Of course, board games do not enforce the rules themselves, and so often, people would forget. “Hey, how can you have so many cards in hand?” cam up at least once a playtest. My co-designer wanted to dump the hand size limit, but I convinced him to try one last thing: an exception to the rule.

I can hear you: “but Amy, exceptions suck! They’re even HARDER to remember! Now I don’t have to remember one rule, I have to remember two, and the subtle nuances of when each of them take place!”

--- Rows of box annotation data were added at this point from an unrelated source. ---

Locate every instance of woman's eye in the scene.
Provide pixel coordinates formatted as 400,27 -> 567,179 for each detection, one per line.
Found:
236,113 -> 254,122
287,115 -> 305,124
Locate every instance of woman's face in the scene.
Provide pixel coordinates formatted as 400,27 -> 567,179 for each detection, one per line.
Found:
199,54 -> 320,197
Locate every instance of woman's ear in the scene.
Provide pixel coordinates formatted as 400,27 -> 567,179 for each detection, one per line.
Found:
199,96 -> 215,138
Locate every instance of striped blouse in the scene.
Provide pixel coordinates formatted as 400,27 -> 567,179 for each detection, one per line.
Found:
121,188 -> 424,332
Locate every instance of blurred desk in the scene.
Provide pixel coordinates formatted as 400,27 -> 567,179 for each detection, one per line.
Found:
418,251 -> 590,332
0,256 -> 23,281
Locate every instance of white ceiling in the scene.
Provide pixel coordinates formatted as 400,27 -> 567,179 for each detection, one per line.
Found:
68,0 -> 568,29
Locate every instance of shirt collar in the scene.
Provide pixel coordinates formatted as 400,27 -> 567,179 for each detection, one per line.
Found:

You’re right, they do suck! What I mean is “let one player break the rule”. The game has a tech tree, and so we diminished the hand limit to 10, and added a power in there that boosted it to 15. That changed a few things:

  1. It added a reminder during the teach: When I was teaching the game, I’d explain the hand size limit while explaining the draw phase, and then again for the techs. When others were teaching it and often forgot it during the draw phase, they’d remember it while teaching the tech: “increase your hand size” only makes sense if you have a hand size.
  2. It added a reminder during the game: Getting the 15-card tech was often an early move for less experienced players: it was an easy first level strategy. That means that throughout the first few rounds, they were thinking about their hand size. And it wasn’t too long before someone unlocked it, and then claimed “and now I can hold 15 cards!”… usually leading to everyone checking to make sure they had 10 or fewer!
  3. It adds an enforcer to the table: If I’m playing, it’s easy for me to police what others are doing: I know the game inside out, I know how much hoarding hurts it, and I know what I’m doing enough to be able to pay attention to what others are doing…. but I don’t come in the box! However, when one player has invested effort and time into being able to break that rule, you know they’ll make sure others don’t get that bonus for free. We hope they won’t be an asshole about it of course, and they’re not on the lookout, but they will spot it.
  4. It’s not related to breaking the rules per se, but to the point of increasing retention: The rule came up often and early: When you are taught a game, you have a lot of information in your brain, but you haven’t learned it yet: it’s when you actually start playing and experiencing it that those rules start to merge together into a system. If a rule doesn’t come up early, you risk having built that system in your head without it. With the lower hand size at the beginning of the game, someone hit that 10-card limit in the first three or four turns, while at 15, there were games where it never came up.

While I think cutting an oft-forgotten rule is better, sometimes it’s impossible: in these cases, I tend to use the ability to break them as a way to help enforce them.